Il gesso è presente in vari giacimenti dell'area mediterranea, ma è particolarmente abbondante nell'isola di Cipro. L'uso di questo intonaco è in effetti documentato nella necropoli di Salamina, celebre per le sue imponenti tombe reali. A questo punto si conferma l'ipotesi già avanzata dagli archeologi: maestranze altamente specializzate guidate da capomastri di origine cipriota operavano nella Tarquinia di epoca orientalizzante al servizio dei potenti principi locali. Per il Tumulo della Regina, questi artigiani importarono la tecnica di rivestimento a loro più famigliare. Fu un intervento sperimentale, che a quanto pare non venne replicato: l'intonaco infatti, che di per sé è compatto e resistente, non aderisce bene al calcare locale. I tecnici dell'Istituto Superiore per la Conservazione e il Restauro, che hanno effettuato un lavoro di pronto intervento durante gli scavi del 2011, hanno rinvenuto gran parte dell'intonaco a terra, in stato frammentario.

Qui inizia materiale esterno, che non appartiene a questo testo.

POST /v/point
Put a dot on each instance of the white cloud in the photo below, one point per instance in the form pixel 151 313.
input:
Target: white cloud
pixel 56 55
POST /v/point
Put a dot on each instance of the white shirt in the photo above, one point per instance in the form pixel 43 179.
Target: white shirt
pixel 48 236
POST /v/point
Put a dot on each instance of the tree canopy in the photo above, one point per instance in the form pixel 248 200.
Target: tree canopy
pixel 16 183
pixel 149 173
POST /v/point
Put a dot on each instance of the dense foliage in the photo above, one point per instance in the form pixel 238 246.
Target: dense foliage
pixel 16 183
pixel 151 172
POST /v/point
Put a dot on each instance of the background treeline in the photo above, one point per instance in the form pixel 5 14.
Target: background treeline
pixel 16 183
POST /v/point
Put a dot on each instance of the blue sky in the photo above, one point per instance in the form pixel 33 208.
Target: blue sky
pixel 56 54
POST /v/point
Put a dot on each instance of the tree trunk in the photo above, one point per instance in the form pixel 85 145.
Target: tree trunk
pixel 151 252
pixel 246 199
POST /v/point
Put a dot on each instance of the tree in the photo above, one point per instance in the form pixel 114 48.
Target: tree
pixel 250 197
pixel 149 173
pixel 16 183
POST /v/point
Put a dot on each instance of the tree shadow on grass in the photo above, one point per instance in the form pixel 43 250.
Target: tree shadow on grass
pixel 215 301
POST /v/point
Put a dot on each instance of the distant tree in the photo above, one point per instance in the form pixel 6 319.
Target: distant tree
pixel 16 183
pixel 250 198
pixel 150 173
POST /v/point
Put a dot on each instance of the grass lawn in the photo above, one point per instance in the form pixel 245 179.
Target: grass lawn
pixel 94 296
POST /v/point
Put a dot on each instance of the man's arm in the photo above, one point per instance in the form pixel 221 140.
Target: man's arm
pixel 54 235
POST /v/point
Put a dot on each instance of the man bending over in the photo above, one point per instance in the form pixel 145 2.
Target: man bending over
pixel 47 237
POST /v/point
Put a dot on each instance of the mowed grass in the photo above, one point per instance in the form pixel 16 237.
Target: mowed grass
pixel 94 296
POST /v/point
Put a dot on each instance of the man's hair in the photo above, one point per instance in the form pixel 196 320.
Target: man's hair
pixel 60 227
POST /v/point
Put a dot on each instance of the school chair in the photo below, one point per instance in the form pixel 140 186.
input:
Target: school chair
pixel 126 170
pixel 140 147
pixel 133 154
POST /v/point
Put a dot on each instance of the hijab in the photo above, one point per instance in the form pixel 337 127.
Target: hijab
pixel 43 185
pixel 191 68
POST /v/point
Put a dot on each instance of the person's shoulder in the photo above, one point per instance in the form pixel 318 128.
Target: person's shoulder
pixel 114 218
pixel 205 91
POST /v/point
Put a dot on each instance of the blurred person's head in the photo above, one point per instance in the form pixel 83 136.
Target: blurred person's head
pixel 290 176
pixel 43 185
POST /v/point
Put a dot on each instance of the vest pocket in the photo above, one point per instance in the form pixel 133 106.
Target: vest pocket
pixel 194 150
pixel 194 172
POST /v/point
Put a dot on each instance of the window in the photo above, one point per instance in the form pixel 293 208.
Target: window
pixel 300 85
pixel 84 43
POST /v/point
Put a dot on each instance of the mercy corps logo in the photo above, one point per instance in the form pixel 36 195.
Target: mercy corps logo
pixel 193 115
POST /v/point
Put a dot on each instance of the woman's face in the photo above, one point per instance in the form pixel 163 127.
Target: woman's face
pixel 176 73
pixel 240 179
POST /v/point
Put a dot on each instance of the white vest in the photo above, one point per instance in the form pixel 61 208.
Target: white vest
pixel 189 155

Il rivestimento, che copriva originariamente tutte le pareti del “piazzaletto” e delle camere, reca tracce di decorazioni dipinte in nero e rosso: bande e doppie fasce che sottolineano gli elementi architettonici principali degli ambienti e raffigurazioni più complesse di incerta lettura. I frammenti di intonaco con più tracce di colore provengono dalla camera laterale destra.
Queste pitture risalgono alla seconda metà del VII secolo a.C. e sono probabilmente le più antiche di Tarquinia. Eccezionale la loro collocazione, in uno spazio aperto riservato ai vivi. I nobili e i parenti del defunto che frequentavano periodicamente il “piazzaletto” potevano ammirare un ciclo pittorico che purtroppo è giunto fino a noi attraverso labili tracce ma che doveva essere particolarmente suggestivo.